Après Drive My Car, Ryusuke Hamaguchi revient avec la fable zen Evil Does Not Exist

Après son film oscarisé Drive My Car, le cinéaste Ryusuke Hamaguchi se montre encore plus intimiste et poétique dans Evil Does Not Exist. Un autre joli morceau de cinéma zen.

Le projet a débuté il y a trois ans, pendant la pandémie, lorsque Eiko Ishibashi, compositrice de la B.O. de Drive My Car de Ryusuke Hamaguchi a demandé au réalisateur un film pour accompagner un de ses concerts. Hamaguchi est parti filmer dans le village de Harasawa et ses environs, à deux heures de route de Tokyo. Ces images composent le film muet Gift, long de 80 minutes, présenté en première mondiale au Film Fest Gent l’année dernière, accompagné en live par Ishibashi.

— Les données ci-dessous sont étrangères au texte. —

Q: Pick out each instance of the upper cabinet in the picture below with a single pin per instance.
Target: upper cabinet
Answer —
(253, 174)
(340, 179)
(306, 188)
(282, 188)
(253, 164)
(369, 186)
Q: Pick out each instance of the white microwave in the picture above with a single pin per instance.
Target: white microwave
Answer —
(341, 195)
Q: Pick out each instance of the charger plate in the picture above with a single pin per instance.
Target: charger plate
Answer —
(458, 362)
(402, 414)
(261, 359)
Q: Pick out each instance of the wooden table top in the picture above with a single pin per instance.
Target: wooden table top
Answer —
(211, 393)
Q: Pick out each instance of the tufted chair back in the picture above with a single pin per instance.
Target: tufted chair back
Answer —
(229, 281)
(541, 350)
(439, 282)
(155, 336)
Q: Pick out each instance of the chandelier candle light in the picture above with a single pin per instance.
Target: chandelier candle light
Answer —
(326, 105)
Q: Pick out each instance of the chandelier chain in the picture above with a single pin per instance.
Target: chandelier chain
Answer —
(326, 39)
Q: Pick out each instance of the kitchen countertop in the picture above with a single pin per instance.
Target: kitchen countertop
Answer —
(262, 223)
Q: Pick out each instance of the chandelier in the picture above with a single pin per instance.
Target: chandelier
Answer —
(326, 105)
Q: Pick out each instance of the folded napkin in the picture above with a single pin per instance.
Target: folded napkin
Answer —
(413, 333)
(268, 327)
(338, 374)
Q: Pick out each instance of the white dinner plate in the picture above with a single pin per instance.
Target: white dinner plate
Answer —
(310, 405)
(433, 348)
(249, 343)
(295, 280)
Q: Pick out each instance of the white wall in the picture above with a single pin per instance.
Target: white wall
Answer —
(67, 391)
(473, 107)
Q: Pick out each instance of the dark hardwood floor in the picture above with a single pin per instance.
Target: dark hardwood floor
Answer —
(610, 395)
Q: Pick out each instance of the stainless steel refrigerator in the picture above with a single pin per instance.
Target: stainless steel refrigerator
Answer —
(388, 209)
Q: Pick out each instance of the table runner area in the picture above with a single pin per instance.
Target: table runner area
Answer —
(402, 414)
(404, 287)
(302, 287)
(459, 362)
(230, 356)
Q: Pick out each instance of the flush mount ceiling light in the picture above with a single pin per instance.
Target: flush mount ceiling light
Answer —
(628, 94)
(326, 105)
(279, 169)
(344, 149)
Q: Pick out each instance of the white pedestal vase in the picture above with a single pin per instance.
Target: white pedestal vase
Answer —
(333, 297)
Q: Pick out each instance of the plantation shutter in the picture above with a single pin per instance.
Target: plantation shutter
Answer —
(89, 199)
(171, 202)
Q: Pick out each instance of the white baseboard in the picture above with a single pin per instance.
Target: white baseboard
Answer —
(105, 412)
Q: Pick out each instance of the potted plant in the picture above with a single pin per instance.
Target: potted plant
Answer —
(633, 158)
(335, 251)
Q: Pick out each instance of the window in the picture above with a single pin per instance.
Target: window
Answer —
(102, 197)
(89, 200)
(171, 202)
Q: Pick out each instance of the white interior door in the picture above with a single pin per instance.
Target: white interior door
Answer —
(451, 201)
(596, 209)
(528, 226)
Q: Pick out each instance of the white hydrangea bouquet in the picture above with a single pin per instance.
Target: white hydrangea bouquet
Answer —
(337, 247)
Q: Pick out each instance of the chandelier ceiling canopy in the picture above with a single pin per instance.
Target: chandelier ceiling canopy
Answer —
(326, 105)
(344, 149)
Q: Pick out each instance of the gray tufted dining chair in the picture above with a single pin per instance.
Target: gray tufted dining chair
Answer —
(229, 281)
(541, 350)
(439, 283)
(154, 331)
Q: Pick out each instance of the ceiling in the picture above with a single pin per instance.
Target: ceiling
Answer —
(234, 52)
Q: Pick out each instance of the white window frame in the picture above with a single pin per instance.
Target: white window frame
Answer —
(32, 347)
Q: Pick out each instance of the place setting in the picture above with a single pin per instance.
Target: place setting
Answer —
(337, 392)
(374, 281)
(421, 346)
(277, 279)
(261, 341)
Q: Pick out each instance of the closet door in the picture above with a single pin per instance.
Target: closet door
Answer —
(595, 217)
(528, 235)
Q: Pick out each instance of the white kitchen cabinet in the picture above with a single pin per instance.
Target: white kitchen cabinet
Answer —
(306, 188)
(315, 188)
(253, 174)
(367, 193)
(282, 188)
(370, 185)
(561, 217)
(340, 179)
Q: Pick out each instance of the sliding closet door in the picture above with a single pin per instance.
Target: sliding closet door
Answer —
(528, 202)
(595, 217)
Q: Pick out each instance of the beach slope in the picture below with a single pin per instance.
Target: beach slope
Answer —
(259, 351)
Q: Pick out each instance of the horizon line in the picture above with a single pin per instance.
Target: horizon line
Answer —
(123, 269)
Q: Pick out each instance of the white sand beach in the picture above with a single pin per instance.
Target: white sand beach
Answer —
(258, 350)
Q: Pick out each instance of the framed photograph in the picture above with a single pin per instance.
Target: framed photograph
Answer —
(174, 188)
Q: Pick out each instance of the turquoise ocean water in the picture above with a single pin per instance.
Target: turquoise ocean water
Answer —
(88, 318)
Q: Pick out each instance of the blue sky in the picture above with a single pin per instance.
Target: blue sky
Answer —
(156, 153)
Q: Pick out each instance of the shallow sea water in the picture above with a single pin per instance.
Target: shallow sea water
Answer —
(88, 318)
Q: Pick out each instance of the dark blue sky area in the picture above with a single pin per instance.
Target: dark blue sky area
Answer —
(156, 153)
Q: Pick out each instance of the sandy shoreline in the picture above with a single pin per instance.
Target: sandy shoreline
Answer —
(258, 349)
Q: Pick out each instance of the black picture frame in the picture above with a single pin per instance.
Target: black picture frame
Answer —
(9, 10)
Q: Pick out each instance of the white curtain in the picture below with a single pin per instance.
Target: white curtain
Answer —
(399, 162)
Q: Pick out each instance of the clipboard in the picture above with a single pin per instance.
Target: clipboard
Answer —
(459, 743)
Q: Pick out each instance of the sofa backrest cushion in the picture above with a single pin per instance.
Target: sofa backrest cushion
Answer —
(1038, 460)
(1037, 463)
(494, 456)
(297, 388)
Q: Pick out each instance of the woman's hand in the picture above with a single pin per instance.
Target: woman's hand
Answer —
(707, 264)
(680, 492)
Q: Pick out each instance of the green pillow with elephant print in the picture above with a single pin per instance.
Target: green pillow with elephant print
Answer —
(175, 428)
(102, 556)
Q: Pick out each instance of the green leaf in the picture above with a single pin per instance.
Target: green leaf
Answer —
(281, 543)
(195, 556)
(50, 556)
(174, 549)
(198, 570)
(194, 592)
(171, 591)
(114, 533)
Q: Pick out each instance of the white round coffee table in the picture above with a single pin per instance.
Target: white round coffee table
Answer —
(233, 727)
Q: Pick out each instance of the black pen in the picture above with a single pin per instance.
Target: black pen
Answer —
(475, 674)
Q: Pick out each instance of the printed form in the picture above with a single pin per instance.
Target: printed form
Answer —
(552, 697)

Les images et la musique ont tellement plu à Hamaguchi 
qu’il a décidé d’aller plus loin. Il a approfondi les personnages qu’on y voit, des acteurs amateurs de cette région boisée. Il a enrichi la musique néoclassique aux irrésistibles violons et aux fragiles motifs de piano par des dialogues sur un père célibataire et sa fille confrontés à des promoteurs de Tokyo qui veulent venir construire un site de glamping dans la région. Les frictions avec les villageois, les inquiétudes écologiques et les apartés mélancoliques se mêlent à une satire subtile du système capitaliste et un comique de situation pince-sans-rire. Evil Does Not Exist (Le mal n’existe pas en VF), salué par le prix du jury et celui de la critique internationale à Venise l’année dernière, rafraîchit l’âme comme une rivière de montagne.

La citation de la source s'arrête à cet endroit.